Spatially regularized estimation of the tissue homogeneity model parameters in DCE-MRI using proximal minimization.

PURPOSE

The Tofts and the extended Tofts models are the pharmacokinetic models commonly used in dynamic contrast-enhanced MRI (DCE-MRI) perfusion analysis, although they do not provide two important biological markers, namely, the plasma flow and the permeability-surface area product. Estimates of such markers are possible using advanced pharmacokinetic models describing the vascular distribution phase, such as the tissue homogeneity model. However, the disadvantage of the advanced models lies in biased and uncertain estimates, especially when the estimates are computed voxelwise.
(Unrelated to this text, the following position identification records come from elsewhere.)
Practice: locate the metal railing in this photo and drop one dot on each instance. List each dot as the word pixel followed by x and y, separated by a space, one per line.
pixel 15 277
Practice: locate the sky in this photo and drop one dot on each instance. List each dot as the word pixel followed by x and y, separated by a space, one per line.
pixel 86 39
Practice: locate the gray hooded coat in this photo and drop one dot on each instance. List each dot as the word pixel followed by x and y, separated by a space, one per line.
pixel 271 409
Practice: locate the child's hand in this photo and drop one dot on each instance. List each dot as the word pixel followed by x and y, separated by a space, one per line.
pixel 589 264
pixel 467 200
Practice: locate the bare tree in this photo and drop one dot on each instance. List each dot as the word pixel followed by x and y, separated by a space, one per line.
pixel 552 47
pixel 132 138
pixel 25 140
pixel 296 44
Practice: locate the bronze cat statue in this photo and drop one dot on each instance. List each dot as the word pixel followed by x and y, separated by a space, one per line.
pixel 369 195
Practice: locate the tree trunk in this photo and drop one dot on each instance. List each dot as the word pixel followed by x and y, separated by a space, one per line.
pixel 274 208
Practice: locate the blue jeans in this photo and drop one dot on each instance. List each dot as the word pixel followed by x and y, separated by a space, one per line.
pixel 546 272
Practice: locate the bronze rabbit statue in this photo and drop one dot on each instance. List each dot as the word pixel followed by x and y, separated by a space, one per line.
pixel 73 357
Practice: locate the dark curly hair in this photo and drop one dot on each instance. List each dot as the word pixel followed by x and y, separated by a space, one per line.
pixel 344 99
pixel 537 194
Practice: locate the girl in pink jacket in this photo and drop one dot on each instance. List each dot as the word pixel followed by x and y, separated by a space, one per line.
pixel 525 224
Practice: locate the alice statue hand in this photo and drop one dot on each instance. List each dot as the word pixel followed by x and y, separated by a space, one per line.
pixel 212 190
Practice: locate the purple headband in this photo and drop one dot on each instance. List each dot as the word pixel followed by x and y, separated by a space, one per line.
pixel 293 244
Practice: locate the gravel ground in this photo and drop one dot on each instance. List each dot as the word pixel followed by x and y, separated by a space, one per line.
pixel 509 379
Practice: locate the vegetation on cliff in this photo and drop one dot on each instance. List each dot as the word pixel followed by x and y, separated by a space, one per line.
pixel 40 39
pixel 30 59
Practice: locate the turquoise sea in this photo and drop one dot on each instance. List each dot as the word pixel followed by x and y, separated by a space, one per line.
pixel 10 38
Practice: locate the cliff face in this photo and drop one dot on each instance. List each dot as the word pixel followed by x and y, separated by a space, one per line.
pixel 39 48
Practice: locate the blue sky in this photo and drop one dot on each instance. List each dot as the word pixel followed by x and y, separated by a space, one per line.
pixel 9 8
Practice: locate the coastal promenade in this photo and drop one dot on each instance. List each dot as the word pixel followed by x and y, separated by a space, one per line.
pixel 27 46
The goal of this work is to improve the reliability of the estimates by including information from neighboring voxels.

THEORY AND METHODS

Information from the neighboring voxels is incorporated in the estimation process through spatial regularization in the form of total variation. The spatial regularization is applied on five maps of perfusion parameters estimated using the tissue homogeneity model. Since the total variation is not differentiable, two proximal techniques of convex optimization are used to solve the problem numerically.

RESULTS

The proposed algorithm helps to reduce noise in the estimated perfusion-parameter maps together with improving accuracy of the estimates. These conclusions are proved using a numerical phantom. In addition, experiments on real data show improved spatial consistency and readability of perfusion maps without considerable lowering of the quality of fit.

CONCLUSION

The reliability of the DCE-MRI perfusion analysis using the tissue homogeneity model can be improved by employing spatial regularization. The proposed utilization of modern optimization techniques implies only slightly higher computational costs compared to the standard approach without spatial regularization.